See artikkel on trükitud:
https://www.eesti.ca/house-takes-lead-on-russian-human-rights-bill/article36568
House takes lead on Russian human-rights bill
06 Jun 2012 EWR Online
Julian Pecquet, The Hill - 06/04/12
The House Foreign Affairs Committee this week will become the first panel to vote on human-rights legislation that lawmakers of both parties say is a precondition to normalizing trade relations with Russia.

The panel is scheduled to mark up the so-called Magnitsky bill, sponsored by U.S. Congressional Human Rights Commission co-chairman Rep. James McGovern (D-Mass.), on Thursday. The bill has the support of committee chairwoman Ileana Ros-Lehtinen (R-Fla.) and is expected to easily pass the House despite Russian threats of retaliation.

“If this new anti-Russian law is adopted, then of course that demands measures in response,” Russian President Vladimir Putin's spokesman Yuri Ushakov said last week.

The bill is named after Sergei Magnitsky, a Russian lawyer who was arrested on fraud charges and died in custody three years ago after accusing tax officials of a $230 million fraud.
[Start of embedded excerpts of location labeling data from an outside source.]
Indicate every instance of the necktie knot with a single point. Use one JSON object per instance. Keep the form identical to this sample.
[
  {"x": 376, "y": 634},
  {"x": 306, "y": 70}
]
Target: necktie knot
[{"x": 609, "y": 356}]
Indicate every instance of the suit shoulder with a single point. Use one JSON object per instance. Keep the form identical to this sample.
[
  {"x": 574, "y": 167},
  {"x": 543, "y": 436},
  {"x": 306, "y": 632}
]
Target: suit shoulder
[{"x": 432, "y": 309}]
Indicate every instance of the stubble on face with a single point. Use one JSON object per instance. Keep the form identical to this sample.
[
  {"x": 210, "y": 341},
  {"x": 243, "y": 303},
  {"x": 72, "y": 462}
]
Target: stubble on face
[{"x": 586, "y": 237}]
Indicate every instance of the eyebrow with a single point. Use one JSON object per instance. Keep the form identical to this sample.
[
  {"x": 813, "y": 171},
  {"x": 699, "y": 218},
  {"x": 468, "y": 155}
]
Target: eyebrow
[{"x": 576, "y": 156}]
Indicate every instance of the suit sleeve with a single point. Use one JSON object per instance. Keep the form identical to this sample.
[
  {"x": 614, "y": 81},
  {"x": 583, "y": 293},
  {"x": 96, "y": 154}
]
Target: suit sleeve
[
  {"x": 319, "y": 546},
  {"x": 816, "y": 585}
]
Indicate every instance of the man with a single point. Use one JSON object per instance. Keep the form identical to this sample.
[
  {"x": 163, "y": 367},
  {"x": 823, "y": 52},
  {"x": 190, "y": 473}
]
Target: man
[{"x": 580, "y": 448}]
It would impose travel and financial sanctions on anyone “responsible for extrajudicial killings, torture or other human-rights violations committed against individuals seeking to promote human rights or to expose illegal activity carried out by officials of the government of the Russian Federation,” according to a summary, as well as officials involved in Magnitsky’s detention and death.

The legislation aims to give Congress a way to pressure Moscow on human rights after the United States establishes normal trade relations with Russia, which is supposed to happen this July following Russia's accession to the World Trade Organization. The bill would replace the Jackson-Vanik amendment, Cold War-era legislation that denied favored-nation status to certain countries that restrict emigration.